Merak etmişsinizdir, Kamran İnan ile yeğenleri olan Devlet eski Bakanı Edip Safter Gaydalı ve HDP Bitlis Milletvekili Mahmut Celadet Gaydalı’nın soyadları niçin farklıdır diye. Safter ve Celadet beylerin babası Abidin İnan Gaydalı, Gayda Köyü’nün adının değiştirilmesine üzülmüş. Sürgünler devam edince, “Köyümüzün adını hiç değilse soyadımızla yaşatalım, ata toprağımızın adı unutulmasın” demiş ve soyadına “Gaydalı”yı eklettirmiş. Kamran Bey soyadını değiştirmediği için iki kardeşin soyadları da farklı olmuş.

HAİNLİĞİN PRİM YAPTIĞI ÜLKE


Kamran İnan, vefatına kadar yabancı basını da yakından izliyor, ondan siyasi yorumlarını dinliyordum. 1987-1991 yılları arasında ANAP’tan Devlet Bakanı olarak görev yaptı. Diplomat ve TBMM Dışişleri Komisyonu Başkanı sıfatıyla da yurtdışında önemli toplantılara katıldı. İlginç gözlemlerini dinliyorum:
“Türkiye’de hainler devletin muhatabı oldu. Devlete küfredenler, devlete el işaretleriyle hakaretlerde bulunanlar bugün makbul kişiler olarak devletin üst düzey yetkilileri tarafından makamlarında ziyaret ediliyor. Ülkemizde hain olmak, öne çıkmanın, yükselmenin neredeyse ilk koşulu haline geldi. Bunlar makbul kişiler oldu.

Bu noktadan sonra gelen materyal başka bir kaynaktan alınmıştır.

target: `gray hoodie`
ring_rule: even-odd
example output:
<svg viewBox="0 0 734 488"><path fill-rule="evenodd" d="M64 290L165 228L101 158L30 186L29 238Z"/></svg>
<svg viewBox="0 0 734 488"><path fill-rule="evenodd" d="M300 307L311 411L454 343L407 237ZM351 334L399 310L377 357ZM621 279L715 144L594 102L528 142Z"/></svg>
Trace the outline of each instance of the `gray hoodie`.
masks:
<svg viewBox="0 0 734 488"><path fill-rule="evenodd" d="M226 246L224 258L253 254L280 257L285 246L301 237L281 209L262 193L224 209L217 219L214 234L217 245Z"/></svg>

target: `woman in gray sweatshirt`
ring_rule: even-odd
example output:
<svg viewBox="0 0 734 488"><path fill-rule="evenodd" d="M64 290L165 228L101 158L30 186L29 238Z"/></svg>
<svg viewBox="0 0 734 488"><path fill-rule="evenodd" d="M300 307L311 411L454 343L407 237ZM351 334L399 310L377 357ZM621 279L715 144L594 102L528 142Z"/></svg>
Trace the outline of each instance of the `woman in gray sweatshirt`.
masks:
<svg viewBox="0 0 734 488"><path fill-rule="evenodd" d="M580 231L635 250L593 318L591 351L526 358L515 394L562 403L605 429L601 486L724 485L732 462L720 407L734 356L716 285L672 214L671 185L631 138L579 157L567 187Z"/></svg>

205 BİN HAİN NEREDEN ÇIKTI?


Bakanlar Kurulu’na güvenlik birimleri brifing veriyordu. Ben, devlet aleyhine faaliyet gösterenlerin sayısını sordum. Bakanlar Kurulu’na verilen brifingde 205 bin rakamı telaffuz edildi. Bu sayıyı da bir kitabımda açıkladım ve ‘resmi bilgilere göre 205 bin hainimiz olduğunu’ belirttim. Birkaç yıl sonra karşılaştığım dönemin Genelkurmay Başkanı, ‘o zaman verilen rakamlar şimdikilerin yanında çok mütevazı kalıyor’ demişti.
Türkiye’nin insanı, yabancılara devletini gammazlıyor. Siyasetçilerin, bürokratların bile haberi olmayan çoğu bilgi yabancılara ulaştırılıyor. Yabancı ülkelerden gelecek gazetecilerin kimlerle görüşmesi gerektiği bile belli çevreler tarafından ayarlanıyor ve özellikle devlet aleyhine konuşacaklarla görüşmeler ayarlanıyor.
Bana göre devlet aleyhine faaliyet gösterenler haindir. Devleti dışarıya jurnalleyen, yabancı kamçısıyla devletini dövmeye çalışanlar, bu yaptıklarının karşılığını da fazlasıyla alıyorlar. Ne kadar etkili olurlarsa ona göre prim alıyorlar, ona göre terfi ediyorlar, önemli noktalara gelmeleri sağlanıyor. Bunları çok üzülerek anlatıyorum. Bakanlık yaptığım dönemde resmi verilere göre 205 bin hain varken, bugün bu sayının defalarca katlandığını düşünüyorum. Çünkü olup bitenleri gördüğümüzde sayının katlandığı da ortaya çıkıyor.”

“GEÇMİŞE KAN GÜTMEYİN”


Sürgünlere uğramış bir ailenin ferdi olarak Kamran İnan’ın devletine küskün gittiğini düşünebilirsiniz. Konuştuğumuz günlerde dönemin Başbakanı Recep Tayyip Erdoğan, “Dersim olayları”nı gündeme getiriyor, İsmet İnönü’yü, CHP’yi eleştiriyordu. Kamran İnan’dan o gün şunları dinlemiştim:
“Ülkeyi yönetenlerin, kendi geçmişine kan gütmeye hakkı yok. Tarihi temiz olan hiçbir toplum da yoktur. Olayların meydana geldiği dönemin şartlarını yaşamadan, bunların nasıl geldiğini bilemezsiniz. Hepsinin kökeninde hatalar, yanlışlıklar vardır. Yeni yaralar açılması bu ülkeye yakışmıyor. Düşmanımız bol. Şimdi onlara kendi ellerimizle yeni malzemeler, kaşınacak konular veriyoruz. Geçmişte adaletsizlikler, haksızlıklar, keyfi uygulamalar yapılmıştır. Ancak, o gün hayatını kaybedenleri bugün getiremezsiniz. Yapılması gereken yaşayanlara sahip çıkmaktır.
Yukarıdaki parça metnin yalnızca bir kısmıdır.